I’ve intentionally held off from commenting on the (really interesting) discussion until now, because I wanted to see how it developed. And boy, did this discussion start off with a bang of depressing self-flagellation. I tell you, it’s not often one will come to an industry conference and hear people say things like this:

Peter Sachon, May 12:

The unspoken truth behind why major American symphony orchestras have chronic funding shortfalls is that they have ceased giving concerts that interest and engage the modern audience.

Joshua Smith, May 17:

Is the current model of the symphony orchestra as we know it (created at least a century ago) still viable?

Doug McLennan, May 18:

But is there any sense that orchestras as an art form, classical music as an art form, have continued to move anywhere?  Vital communities argue persuasively for points of view, debate the fine points, set agendas and declare manifestos. But there is a reluctance to argue the art form. Why? For fear of killing it? Where’s the energy around new ideas? And how, at this point, would you be able to get traction for a good idea even if one emerged?

Colin Williams, May 26:

Over the years I have had to perfect a special state of mind for performing with passion to a less than crowded hall or obviously disinterested audience. As I rise to receive a scripted applause following a performance and stand there in my white tails (which would seem ridiculous attire in most any other circumstance), I have often wondered why I just invested all of that energy with my colleagues over the last two hours. I sometimes feel as if I had just  force fed 1000 people their vegetables. I mean, does what we have to say matter anymore?
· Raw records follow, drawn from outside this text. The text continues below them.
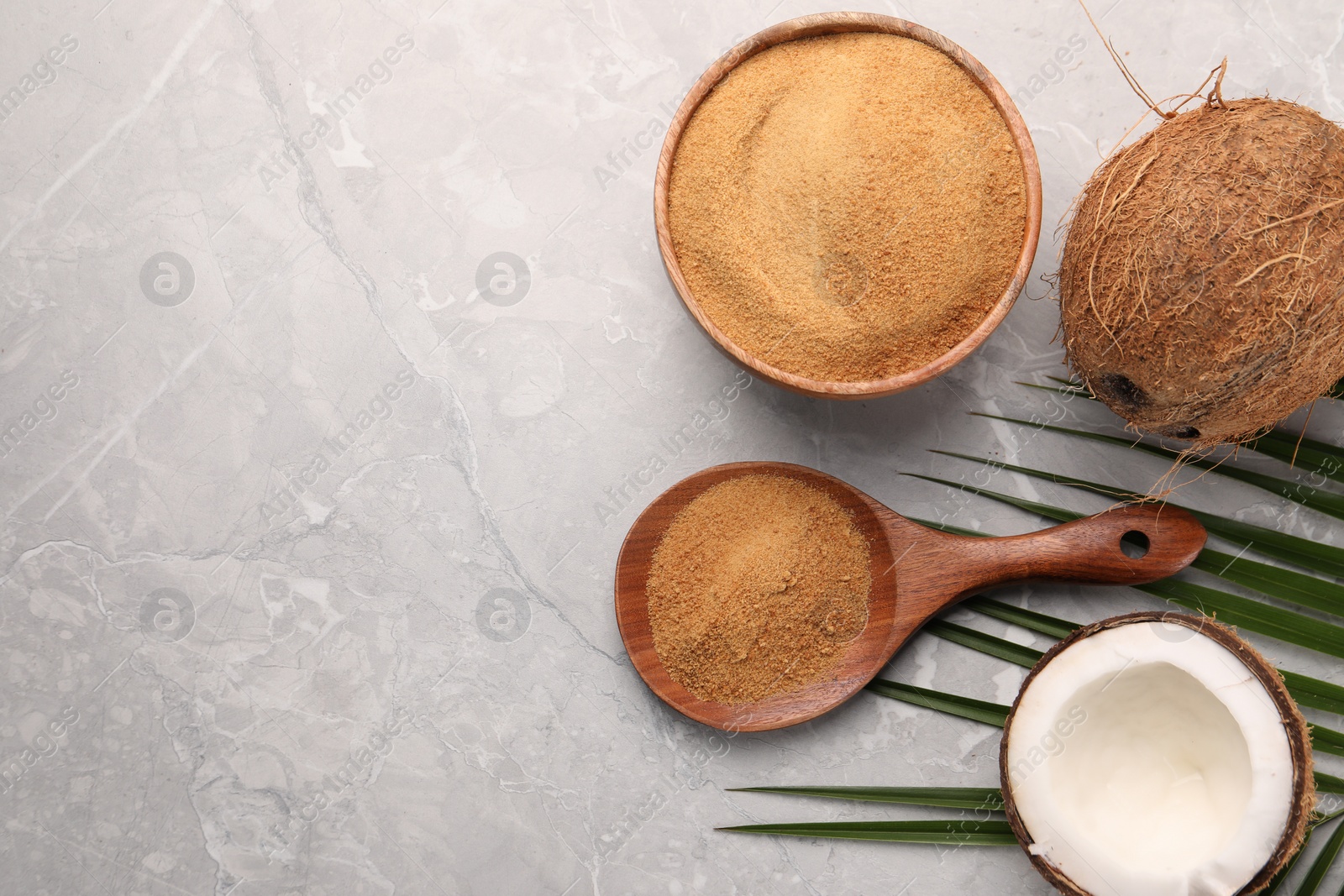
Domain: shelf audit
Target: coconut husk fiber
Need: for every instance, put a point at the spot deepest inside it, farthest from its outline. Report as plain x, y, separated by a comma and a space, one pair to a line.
1202, 281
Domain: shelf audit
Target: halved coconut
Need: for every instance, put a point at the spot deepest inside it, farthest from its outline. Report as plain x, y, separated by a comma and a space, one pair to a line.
1156, 755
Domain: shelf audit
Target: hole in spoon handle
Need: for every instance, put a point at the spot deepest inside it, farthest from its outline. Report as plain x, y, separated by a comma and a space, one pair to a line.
1124, 546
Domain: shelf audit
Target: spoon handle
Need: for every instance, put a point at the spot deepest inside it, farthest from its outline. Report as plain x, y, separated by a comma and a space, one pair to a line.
1163, 540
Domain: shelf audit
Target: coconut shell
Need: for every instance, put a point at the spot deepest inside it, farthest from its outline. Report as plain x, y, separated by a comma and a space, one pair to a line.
1202, 280
1294, 726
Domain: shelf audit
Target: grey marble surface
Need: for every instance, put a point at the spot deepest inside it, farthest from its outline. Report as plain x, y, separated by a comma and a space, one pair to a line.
309, 524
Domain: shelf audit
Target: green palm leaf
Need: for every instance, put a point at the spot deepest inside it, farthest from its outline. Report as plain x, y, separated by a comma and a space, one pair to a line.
954, 833
1305, 495
1316, 873
990, 714
942, 797
1277, 880
1320, 558
1307, 691
983, 642
1256, 616
1028, 620
1327, 741
1284, 584
1328, 783
1323, 739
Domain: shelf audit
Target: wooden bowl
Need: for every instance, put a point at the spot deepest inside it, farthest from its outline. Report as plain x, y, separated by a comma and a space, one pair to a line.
842, 23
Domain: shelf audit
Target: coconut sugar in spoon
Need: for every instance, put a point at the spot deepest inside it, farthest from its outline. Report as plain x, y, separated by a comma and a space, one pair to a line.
917, 573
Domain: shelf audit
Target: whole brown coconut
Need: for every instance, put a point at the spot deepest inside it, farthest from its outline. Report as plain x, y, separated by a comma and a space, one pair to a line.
1202, 284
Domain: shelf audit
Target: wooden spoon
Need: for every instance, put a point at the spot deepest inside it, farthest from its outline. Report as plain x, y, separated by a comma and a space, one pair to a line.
917, 573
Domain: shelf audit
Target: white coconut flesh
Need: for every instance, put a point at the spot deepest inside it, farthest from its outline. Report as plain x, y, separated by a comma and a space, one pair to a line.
1149, 761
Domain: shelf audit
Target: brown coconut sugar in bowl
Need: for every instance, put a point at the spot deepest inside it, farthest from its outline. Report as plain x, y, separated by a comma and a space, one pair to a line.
847, 207
756, 587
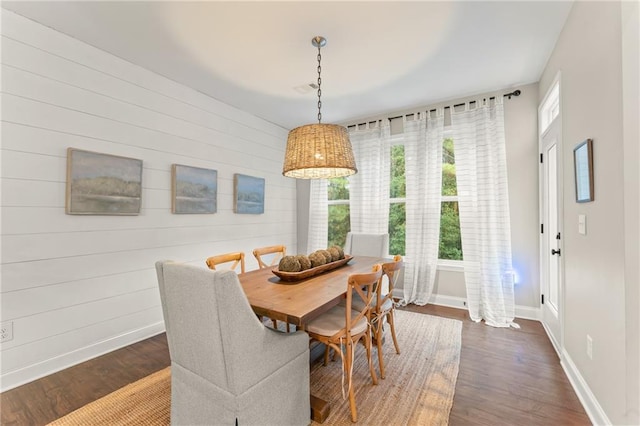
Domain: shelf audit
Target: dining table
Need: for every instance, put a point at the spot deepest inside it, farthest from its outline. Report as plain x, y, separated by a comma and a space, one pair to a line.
298, 302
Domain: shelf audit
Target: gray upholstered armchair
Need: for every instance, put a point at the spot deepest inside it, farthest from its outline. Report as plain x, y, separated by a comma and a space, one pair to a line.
226, 367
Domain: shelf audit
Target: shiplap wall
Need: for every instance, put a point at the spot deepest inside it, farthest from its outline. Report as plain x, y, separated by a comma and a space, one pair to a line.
79, 286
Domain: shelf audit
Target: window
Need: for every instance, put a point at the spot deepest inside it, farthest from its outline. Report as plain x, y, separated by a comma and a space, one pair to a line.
450, 242
397, 202
450, 248
339, 220
550, 107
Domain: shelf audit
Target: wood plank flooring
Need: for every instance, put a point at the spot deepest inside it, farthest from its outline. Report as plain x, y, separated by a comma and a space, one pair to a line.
507, 377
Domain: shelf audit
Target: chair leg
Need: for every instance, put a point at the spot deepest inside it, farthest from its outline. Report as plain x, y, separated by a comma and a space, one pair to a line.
393, 330
378, 332
327, 350
347, 372
367, 344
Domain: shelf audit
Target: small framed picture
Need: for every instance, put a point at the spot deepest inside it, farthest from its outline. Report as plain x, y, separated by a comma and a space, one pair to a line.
102, 184
248, 192
583, 163
194, 190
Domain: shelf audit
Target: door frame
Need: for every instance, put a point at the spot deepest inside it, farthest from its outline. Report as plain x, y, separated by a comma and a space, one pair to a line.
557, 341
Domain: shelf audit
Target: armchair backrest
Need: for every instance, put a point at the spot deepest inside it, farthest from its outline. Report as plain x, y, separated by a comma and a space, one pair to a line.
210, 324
358, 244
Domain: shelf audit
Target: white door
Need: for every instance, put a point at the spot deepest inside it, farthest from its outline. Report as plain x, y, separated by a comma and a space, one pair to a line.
551, 232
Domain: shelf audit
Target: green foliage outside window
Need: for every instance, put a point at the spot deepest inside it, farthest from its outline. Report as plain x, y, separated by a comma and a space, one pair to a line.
339, 219
450, 247
450, 244
397, 212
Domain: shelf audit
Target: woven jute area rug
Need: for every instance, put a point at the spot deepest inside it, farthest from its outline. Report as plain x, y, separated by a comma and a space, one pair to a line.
418, 388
Hot damn! Here I was ready to be the bearer of bad news, but after reading all of these I’d rather just give everyone a hug. Frankly, if someone was going to inject positive thoughts into this discussion, I certainly didn’t think that it would be me. In some ways, I’m the very picture of orchestras’ audience problem. I’m still in my twenties (for another week, anyway); I have a Master’s degree; my bachelor’s was in music (intensive track) and I have an extensive background as a composer. If there’s low-hanging fruit in audience development, I’m it. And yet I’ve only been to three orchestra concerts in the last three years—and I didn’t pay my own money for any of them. It’s very hard for me to imagine any normal concert program (i.e., one without a world premiere) that would induce me to pay as much as $40 for a ticket—and even that number would have been a lot lower a few years ago.

Clearly, though, orchestras must have something to offer, since they’ve inspired the passion of all of you and untold thousands of others for generations. I’ve been following with interest the bloggers who posed some variation of the question, “if you had to start all over again, what orchestras would you keep and what would you change?” And equally fascinated by the lack of substantive engagement those questions have received relative to others that have been posed. I think it would be instructive to take a historian’s perspective (which is not one I can offer, alas) and ask, why did orchestras form in the first place? What need were they filling, for their players, composers, or audience? And let’s not forget personal histories either. What first drew you to the orchestra? And specifically, what was it that made you decide you wanted to dedicate your life’s work, or at least a significant portion of it, to advancing and celebrating this art form? Was it a concert you attended? Participated in? Was it a particular piece? A teacher you adored? Or was it something much more mundane – a simple byproduct of having spent the lion’s share of your free time in one direction since early childhood?

To be sure, it’s important to identify and focus on the problems. But we’ll never find the solutions unless we can articulate why finding a solution is important.